Geez, for almost my entire 29+ year career I have had to deal with this error made by many appraisers.  Thankfully, over the years, fewer and fewer appraisers think lease terms have anything to do with the property interest appraised.  OCCUPANCY is essentially all that matters in this determination.

The quote the reviewer presents from the 13th Edition is 100% on target.  In fact, it sounds exactly like my response over the past 20+ years….since I contribute to the each edition of The Appraisal of Real Estate and this is a pet peeve, the odds are those are words I wrote.  Obviously, I like them:) lol

I have had exactly ONE existing apartment complex appraised as Fee Simple Estate.  It was a 200-unit apartment project in Orlando in 2007 that had been vacated for condo conversion and the market crashed and that did not happen.  In that case, the owner could immediately occupy all 200 units, if they so desired.

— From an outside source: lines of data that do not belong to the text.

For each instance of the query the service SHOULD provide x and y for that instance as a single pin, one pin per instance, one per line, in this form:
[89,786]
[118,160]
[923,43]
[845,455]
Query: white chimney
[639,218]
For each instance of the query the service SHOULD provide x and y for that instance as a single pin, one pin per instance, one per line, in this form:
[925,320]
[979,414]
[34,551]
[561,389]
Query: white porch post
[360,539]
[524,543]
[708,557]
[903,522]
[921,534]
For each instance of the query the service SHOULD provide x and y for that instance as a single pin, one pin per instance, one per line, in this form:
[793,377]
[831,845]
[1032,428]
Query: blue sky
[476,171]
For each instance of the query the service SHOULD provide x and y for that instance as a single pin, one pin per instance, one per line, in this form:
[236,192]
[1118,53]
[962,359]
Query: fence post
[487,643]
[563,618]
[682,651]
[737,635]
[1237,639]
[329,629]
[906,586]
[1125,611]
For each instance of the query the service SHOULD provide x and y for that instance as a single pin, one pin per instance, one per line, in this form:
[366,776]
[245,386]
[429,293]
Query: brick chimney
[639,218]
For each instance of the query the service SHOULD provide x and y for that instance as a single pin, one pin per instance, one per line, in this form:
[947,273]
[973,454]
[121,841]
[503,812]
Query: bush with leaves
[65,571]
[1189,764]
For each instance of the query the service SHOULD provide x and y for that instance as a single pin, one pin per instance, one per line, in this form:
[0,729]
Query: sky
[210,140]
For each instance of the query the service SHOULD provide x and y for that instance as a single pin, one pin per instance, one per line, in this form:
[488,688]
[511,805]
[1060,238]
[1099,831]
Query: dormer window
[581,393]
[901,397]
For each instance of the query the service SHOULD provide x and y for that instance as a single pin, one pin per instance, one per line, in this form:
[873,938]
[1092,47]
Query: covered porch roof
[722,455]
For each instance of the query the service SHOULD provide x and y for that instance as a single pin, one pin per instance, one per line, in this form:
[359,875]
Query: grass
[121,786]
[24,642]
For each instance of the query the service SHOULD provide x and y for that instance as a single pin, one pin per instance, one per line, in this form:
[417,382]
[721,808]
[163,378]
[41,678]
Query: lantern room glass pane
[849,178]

Another item the above fee appraiser assumed, that is likely in error, is that the subject contract rents were all at market.  Once an existing apartment property is a few years old, it is near impossible that all of the contract rents are at market.  My experience is actual income from contract rents is typically 5% to 25% (!) below the hypothetical market rent at 100% occupancy – this is often termed Economic Vacancy….and often not accounted for by many appraisers.

I encourage all appraisers to simply read the definitions of Fee Simple Estate and Leased Fee Interest.  It is clear as day that lease terms are not mentioned.  Also, note this nitpicky item – only Fee Simple is an ‘Estate’ – everything else is an ‘Interest.’  Why?  I don’t know.  I just had this pointed out to me while on The Dictionary of Real Estate Appraisal committee.

This is a long first post….but, I want to thank the Chief Appraiser who shared this item with me and allowed me to redact the emails and post the conversation above.  I look forward to doing this on an ongoing basis.  My hope is all of us can learn from these situations – fee appraisers, review appraisers, newbie fee and review appraisers, bank credit employees, et al.